AUST Mars Rover Electronics: PCB Design and Power Distribution Lessons
Robotics·Jun 1, 2024· 4 min read

AUST Mars Rover Electronics: PCB Design and Power Distribution Lessons

Notes from the rover electronics side: circuit simulation, PCB planning, power distribution, connectors and multidisciplinary integration.

Mars RoverPCB DesignPower DistributionRoboticsAUST

Working on a rover is different

A Mars rover project is not like a small single-board prototype. There are motors, sensors, communication modules, power lines, mechanical constraints, software requirements and field testing pressure. I worked on the AUST Mars Rover electronics side, especially circuit simulation and PCB design.

This project taught me how important teamwork is in engineering. A PCB designer cannot work alone when the board must fit inside a rover, connect to motors, survive movement and be serviceable during testing.

Power distribution

Rover electronics need clean separation between high-current and low-current sections. Motors and actuators can create voltage dips and noise. Communication and logic circuits need stable supply. A good power distribution board is not just a connector board. It decides how maintainable and reliable the rover becomes.

I focused on connector placement, current path, wiring reduction and clear subsystem separation. In a competition or field test, a loose connector can waste hours. So the board must be understandable by the whole team, not only the person who designed it.

PCB design approach

For rover PCBs, I prefer practical layouts. Labels should be readable. Connectors should face useful directions. Test points should exist where debugging is likely. Power traces should be sized properly. Grounding should be planned instead of left random.

Simulation is helpful before hardware, but field reality is different. Vibration, dust, wire movement and quick repairs all affect the design.

Integration lesson

The biggest lesson is that rover electronics are system engineering. A motor driver choice affects battery selection. Connector choice affects mechanical assembly. Communication module placement affects antenna performance. Power board design affects firmware stability.

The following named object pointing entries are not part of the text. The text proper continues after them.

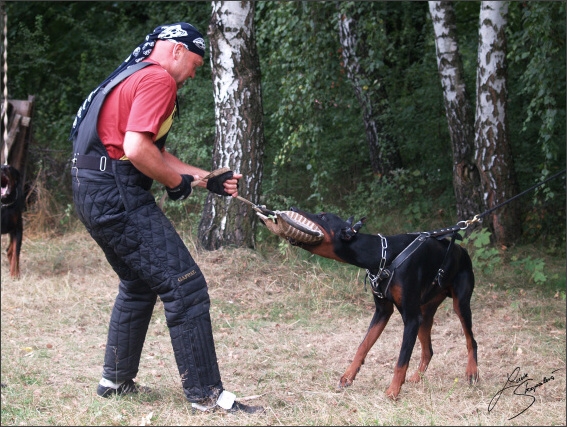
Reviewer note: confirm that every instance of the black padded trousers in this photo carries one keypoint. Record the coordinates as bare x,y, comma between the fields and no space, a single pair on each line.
151,260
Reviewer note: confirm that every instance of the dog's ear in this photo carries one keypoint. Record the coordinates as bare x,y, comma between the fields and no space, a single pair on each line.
359,224
348,233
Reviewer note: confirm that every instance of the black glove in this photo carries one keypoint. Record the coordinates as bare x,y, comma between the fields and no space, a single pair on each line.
215,184
183,190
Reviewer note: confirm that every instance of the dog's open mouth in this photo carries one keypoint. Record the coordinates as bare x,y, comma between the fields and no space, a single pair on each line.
293,227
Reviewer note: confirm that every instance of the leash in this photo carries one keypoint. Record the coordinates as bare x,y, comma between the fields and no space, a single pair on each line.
478,218
387,272
258,208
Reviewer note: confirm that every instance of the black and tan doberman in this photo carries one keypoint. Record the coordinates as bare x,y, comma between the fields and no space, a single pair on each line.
12,222
414,272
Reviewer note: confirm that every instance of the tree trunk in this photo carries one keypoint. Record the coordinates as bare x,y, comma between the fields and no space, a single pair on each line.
493,153
239,139
384,157
459,112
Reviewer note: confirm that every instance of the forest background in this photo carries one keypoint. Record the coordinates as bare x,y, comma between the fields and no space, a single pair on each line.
316,154
285,322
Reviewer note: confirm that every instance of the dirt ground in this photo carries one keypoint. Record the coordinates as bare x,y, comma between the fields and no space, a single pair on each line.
285,328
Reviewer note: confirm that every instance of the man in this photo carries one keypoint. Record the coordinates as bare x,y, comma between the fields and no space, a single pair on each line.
119,149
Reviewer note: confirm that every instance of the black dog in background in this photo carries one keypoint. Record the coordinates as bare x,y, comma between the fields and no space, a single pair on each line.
12,222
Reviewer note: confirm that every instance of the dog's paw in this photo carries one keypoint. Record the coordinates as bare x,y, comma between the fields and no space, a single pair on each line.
344,382
393,392
415,378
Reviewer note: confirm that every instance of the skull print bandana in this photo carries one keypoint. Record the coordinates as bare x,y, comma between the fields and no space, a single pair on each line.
180,32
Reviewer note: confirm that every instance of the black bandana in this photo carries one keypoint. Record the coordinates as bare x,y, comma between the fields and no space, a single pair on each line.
180,32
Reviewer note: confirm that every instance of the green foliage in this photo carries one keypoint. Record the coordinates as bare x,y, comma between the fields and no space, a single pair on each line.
533,267
483,255
316,153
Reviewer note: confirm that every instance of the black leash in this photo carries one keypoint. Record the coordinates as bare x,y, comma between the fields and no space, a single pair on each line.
387,272
519,195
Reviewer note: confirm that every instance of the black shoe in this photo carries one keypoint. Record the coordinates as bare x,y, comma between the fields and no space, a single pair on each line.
127,387
239,408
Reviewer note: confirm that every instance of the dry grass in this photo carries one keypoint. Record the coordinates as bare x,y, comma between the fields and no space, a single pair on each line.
286,327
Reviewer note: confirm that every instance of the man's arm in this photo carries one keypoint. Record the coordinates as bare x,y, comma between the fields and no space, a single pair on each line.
164,167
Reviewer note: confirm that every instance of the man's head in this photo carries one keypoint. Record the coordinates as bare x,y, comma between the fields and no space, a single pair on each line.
180,32
183,34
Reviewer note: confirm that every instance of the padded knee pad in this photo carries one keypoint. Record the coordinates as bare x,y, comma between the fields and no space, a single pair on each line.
196,358
128,326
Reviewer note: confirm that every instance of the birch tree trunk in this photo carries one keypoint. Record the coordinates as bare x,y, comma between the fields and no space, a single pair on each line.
458,109
492,145
384,157
239,139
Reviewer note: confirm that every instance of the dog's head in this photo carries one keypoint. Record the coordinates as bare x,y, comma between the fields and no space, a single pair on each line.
336,233
10,183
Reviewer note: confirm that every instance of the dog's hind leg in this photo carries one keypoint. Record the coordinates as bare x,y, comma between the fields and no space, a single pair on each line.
384,310
462,292
424,334
13,256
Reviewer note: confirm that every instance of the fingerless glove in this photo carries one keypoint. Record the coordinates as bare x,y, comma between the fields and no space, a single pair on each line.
215,184
183,190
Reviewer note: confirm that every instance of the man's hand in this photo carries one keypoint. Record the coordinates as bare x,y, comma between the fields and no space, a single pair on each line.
183,190
215,184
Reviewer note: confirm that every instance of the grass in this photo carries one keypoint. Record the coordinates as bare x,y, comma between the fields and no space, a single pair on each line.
286,326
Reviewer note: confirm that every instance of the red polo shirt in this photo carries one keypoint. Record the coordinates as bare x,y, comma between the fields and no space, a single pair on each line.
142,103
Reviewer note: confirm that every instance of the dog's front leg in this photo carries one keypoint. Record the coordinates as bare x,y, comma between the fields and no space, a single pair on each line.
384,310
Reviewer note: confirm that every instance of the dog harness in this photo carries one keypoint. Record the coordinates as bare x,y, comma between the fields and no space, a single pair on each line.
387,272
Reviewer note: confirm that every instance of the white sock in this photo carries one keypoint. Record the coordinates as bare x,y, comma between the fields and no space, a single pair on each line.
107,383
225,401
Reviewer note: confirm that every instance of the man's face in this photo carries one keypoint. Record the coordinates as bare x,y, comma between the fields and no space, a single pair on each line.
187,64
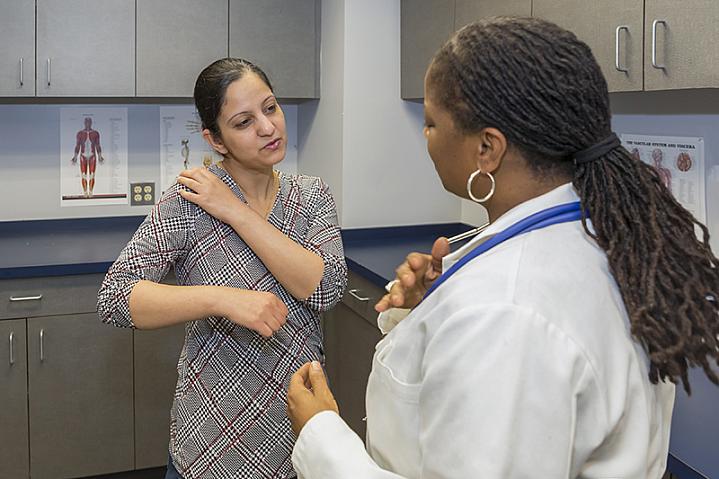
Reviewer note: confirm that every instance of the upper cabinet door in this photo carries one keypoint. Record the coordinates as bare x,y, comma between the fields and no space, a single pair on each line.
281,37
470,10
680,49
17,48
85,48
425,26
176,39
611,28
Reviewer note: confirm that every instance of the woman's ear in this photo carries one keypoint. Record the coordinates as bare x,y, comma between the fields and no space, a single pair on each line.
214,142
491,147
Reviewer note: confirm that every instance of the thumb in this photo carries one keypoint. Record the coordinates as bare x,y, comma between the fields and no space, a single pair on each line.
317,378
440,249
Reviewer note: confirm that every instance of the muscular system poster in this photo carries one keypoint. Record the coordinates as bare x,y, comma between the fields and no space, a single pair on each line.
181,143
93,156
680,164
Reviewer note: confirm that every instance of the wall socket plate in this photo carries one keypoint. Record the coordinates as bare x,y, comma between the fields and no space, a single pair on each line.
142,194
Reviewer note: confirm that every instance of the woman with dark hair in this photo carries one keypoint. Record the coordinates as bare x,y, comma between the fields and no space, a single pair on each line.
550,344
257,255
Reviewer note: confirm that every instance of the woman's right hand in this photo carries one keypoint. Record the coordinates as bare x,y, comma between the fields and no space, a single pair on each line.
414,277
256,310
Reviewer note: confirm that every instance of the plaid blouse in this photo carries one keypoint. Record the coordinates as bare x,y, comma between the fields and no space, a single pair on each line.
228,417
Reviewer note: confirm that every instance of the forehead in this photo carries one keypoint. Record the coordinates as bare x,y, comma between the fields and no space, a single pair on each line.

In South Asian university teams, resources are often limited, so we have to be clever and practical. The goal is not to make the fanciest board, but to make a rover that can be tested, repaired and improved.

Outcome

The AUST Mars Rover work strengthened my confidence in PCB design, subsystem planning and team coordination. It remains one of my most important robotics experiences because it connects electronics with real mechanical and software constraints.